Once your snapshot or sequence file is imported, you should run the validator to check if there are any rows with mismatched data.

  1. Set the environment variables.
    PROJECT_ID=your-project-id
    INSTANCE_ID=your-instance-id
    TABLE_NAME=your-table-name
    REGION=us-central1
    
    SNAPSHOT_GCS_PATH="$BUCKET_NAME/hbase-migration-snap"
    
  2. Run the sync job.

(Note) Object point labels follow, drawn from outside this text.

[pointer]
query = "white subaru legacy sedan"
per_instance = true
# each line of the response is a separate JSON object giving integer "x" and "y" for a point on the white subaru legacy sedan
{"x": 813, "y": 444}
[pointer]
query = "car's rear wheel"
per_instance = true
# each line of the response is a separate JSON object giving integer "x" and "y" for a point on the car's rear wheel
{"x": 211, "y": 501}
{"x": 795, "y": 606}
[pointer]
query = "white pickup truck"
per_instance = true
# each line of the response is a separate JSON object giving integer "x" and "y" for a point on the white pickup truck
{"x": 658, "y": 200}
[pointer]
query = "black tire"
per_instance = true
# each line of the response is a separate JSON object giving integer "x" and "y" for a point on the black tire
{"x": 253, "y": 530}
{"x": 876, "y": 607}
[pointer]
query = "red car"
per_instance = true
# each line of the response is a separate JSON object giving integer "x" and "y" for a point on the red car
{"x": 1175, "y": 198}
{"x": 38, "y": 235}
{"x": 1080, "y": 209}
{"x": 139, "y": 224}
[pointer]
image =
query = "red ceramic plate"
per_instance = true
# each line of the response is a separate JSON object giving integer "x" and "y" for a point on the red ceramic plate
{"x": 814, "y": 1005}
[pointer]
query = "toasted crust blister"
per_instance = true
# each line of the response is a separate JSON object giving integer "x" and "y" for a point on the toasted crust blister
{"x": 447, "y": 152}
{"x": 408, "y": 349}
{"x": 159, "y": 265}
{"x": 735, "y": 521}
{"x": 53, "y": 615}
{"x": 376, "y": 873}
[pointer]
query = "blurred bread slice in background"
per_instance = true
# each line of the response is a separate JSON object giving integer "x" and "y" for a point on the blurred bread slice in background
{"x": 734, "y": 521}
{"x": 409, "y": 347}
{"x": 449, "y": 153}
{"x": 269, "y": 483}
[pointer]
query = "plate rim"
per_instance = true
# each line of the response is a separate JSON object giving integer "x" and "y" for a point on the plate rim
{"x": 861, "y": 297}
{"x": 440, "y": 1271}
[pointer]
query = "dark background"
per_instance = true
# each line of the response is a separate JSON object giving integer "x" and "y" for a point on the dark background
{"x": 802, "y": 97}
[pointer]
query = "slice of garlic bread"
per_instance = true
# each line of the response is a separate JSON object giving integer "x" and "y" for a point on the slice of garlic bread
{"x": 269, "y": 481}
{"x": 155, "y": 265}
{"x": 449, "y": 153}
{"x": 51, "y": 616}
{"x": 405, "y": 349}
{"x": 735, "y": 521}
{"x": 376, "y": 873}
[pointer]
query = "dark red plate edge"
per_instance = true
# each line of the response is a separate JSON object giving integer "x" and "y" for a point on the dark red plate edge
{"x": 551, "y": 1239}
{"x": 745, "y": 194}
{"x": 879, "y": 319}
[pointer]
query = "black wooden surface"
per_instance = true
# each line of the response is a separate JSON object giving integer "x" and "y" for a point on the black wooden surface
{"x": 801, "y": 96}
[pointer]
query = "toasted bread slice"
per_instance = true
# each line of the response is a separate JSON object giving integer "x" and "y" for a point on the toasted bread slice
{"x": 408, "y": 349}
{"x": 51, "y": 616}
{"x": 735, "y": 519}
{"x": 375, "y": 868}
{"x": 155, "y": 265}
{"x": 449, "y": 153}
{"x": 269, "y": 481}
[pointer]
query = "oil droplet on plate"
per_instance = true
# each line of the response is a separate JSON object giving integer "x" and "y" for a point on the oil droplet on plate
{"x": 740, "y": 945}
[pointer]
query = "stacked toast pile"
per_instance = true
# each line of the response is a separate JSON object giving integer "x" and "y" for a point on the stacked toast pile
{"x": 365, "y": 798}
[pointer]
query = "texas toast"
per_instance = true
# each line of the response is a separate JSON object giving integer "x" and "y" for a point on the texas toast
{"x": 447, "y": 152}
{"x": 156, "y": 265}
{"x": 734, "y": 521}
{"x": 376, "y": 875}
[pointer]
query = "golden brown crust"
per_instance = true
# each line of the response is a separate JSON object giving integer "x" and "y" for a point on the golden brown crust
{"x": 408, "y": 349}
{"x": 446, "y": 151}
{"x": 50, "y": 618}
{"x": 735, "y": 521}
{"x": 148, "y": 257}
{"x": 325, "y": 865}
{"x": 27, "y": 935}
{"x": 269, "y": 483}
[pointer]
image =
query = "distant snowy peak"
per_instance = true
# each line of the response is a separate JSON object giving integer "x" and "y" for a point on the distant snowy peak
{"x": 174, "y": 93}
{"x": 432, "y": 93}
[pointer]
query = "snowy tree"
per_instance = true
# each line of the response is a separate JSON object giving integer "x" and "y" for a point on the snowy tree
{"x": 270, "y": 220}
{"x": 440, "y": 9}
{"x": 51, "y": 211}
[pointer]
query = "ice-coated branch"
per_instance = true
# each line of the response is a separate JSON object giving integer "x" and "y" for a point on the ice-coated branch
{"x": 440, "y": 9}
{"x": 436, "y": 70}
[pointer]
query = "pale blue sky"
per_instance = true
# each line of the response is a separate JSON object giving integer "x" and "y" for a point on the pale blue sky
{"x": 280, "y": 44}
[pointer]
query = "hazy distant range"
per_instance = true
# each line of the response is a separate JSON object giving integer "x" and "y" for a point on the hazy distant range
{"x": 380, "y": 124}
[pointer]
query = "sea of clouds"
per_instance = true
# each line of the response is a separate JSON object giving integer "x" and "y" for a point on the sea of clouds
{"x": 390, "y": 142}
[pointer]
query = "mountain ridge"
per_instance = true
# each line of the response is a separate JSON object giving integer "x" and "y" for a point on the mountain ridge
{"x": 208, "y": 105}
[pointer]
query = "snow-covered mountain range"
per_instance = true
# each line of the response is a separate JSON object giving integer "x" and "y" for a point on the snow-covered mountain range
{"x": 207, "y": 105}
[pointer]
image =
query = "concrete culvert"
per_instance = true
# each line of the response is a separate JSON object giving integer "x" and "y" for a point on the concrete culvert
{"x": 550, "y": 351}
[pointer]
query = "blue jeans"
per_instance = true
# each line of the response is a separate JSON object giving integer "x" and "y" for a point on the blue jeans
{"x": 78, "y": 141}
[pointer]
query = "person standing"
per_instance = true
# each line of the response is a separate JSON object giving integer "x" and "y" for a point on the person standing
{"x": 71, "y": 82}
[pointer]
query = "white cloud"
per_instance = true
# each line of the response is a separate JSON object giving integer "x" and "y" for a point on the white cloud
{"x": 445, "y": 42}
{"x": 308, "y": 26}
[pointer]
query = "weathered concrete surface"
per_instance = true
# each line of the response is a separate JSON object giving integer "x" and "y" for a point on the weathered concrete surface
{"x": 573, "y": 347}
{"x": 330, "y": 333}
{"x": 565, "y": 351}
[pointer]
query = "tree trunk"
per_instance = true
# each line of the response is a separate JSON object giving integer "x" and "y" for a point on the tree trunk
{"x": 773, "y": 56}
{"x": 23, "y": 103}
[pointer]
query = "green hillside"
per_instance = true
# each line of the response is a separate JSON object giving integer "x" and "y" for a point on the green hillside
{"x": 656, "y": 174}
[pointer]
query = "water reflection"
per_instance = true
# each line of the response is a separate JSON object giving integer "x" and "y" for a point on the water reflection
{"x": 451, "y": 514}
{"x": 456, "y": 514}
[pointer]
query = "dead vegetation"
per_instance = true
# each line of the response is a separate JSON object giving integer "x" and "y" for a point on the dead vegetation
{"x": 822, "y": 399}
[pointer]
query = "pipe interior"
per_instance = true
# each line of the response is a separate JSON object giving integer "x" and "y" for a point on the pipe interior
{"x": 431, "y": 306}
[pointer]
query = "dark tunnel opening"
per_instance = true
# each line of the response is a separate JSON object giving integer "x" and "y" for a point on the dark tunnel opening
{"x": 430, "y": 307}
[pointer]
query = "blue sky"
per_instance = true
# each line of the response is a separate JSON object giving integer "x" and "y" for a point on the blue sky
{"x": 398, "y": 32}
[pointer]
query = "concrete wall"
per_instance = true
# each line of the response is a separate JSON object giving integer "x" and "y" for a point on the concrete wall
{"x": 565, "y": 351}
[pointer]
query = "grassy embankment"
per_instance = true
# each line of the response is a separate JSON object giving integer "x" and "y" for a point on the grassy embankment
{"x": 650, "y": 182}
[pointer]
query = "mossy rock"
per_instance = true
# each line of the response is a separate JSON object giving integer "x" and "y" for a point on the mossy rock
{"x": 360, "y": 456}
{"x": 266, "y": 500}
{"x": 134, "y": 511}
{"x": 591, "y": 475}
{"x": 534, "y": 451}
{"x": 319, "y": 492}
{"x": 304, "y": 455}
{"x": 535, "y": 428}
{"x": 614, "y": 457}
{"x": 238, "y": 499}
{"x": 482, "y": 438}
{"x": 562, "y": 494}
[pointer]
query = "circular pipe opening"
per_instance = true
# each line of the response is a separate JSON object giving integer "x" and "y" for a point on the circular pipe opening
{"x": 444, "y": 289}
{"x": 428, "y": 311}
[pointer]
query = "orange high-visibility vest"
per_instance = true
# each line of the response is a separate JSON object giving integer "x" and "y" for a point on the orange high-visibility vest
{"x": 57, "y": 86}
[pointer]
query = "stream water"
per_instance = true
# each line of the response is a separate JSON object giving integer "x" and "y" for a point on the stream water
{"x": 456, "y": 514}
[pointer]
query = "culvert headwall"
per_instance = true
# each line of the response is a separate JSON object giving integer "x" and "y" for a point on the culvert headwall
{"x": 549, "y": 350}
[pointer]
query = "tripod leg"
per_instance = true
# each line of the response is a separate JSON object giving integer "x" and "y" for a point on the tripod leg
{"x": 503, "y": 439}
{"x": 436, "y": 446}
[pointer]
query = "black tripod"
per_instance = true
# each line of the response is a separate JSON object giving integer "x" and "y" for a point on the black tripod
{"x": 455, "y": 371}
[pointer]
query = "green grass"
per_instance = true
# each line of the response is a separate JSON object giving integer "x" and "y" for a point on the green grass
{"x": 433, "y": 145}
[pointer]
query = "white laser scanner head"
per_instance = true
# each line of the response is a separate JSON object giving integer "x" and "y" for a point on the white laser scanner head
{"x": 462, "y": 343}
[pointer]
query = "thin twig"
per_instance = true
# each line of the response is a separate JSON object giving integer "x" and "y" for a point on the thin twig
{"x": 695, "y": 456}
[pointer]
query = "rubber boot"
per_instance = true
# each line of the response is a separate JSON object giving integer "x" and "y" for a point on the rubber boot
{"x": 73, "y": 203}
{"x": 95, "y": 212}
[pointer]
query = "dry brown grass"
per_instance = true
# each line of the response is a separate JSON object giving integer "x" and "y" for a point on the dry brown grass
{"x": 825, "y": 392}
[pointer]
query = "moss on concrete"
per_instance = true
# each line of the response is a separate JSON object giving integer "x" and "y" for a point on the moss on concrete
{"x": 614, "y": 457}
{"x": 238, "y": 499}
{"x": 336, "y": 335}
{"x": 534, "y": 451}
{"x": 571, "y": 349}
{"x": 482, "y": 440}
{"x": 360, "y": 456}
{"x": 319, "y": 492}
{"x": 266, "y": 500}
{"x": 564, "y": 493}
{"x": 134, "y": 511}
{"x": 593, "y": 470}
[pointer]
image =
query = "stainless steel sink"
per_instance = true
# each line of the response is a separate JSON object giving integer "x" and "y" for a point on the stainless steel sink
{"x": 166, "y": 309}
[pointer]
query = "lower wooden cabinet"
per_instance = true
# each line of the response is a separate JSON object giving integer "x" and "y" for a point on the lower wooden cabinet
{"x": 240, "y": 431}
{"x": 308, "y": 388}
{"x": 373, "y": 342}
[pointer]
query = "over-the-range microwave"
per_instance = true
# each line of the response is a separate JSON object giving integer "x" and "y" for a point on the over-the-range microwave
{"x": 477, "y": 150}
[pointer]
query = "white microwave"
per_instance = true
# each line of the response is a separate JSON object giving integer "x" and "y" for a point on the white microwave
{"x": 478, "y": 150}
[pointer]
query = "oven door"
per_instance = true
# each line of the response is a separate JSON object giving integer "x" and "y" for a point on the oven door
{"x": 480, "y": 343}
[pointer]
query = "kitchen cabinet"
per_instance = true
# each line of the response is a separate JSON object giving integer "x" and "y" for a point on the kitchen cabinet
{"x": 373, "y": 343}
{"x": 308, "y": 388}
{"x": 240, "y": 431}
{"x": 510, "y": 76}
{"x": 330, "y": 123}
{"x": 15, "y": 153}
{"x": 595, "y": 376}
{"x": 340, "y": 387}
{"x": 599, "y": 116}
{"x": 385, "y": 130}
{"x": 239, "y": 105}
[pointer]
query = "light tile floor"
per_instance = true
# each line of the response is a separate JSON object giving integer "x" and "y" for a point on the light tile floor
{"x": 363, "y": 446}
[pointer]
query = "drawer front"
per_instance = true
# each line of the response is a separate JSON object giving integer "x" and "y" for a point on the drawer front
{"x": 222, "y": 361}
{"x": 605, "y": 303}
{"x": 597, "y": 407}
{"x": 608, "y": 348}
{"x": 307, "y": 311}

It will put the results into $SNAPSHOT_GCS_PATH/data-verification/output-TIMESTAMP.
    java -jar bigtable-beam-import-2.3.0.jar sync-table  \
        --runner=dataflow \
        --project=$PROJECT_ID \
        --bigtableInstanceId=$INSTANCE_ID \
        --bigtableTableId=$TABLE_NAME \
        --outputPrefix=$SNAPSHOT_GCS_PATH/sync-table/output-${date +"%s"} \
        --stagingLocation=$SNAPSHOT_GCS_PATH/sync-table/staging \
        --hashTableOutputDir=$SNAPSHOT_GCS_PATH/hashtable \
        --tempLocation=$SNAPSHOT_GCS_PATH/sync-table/dataflow-test/temp \
        --region=$REGION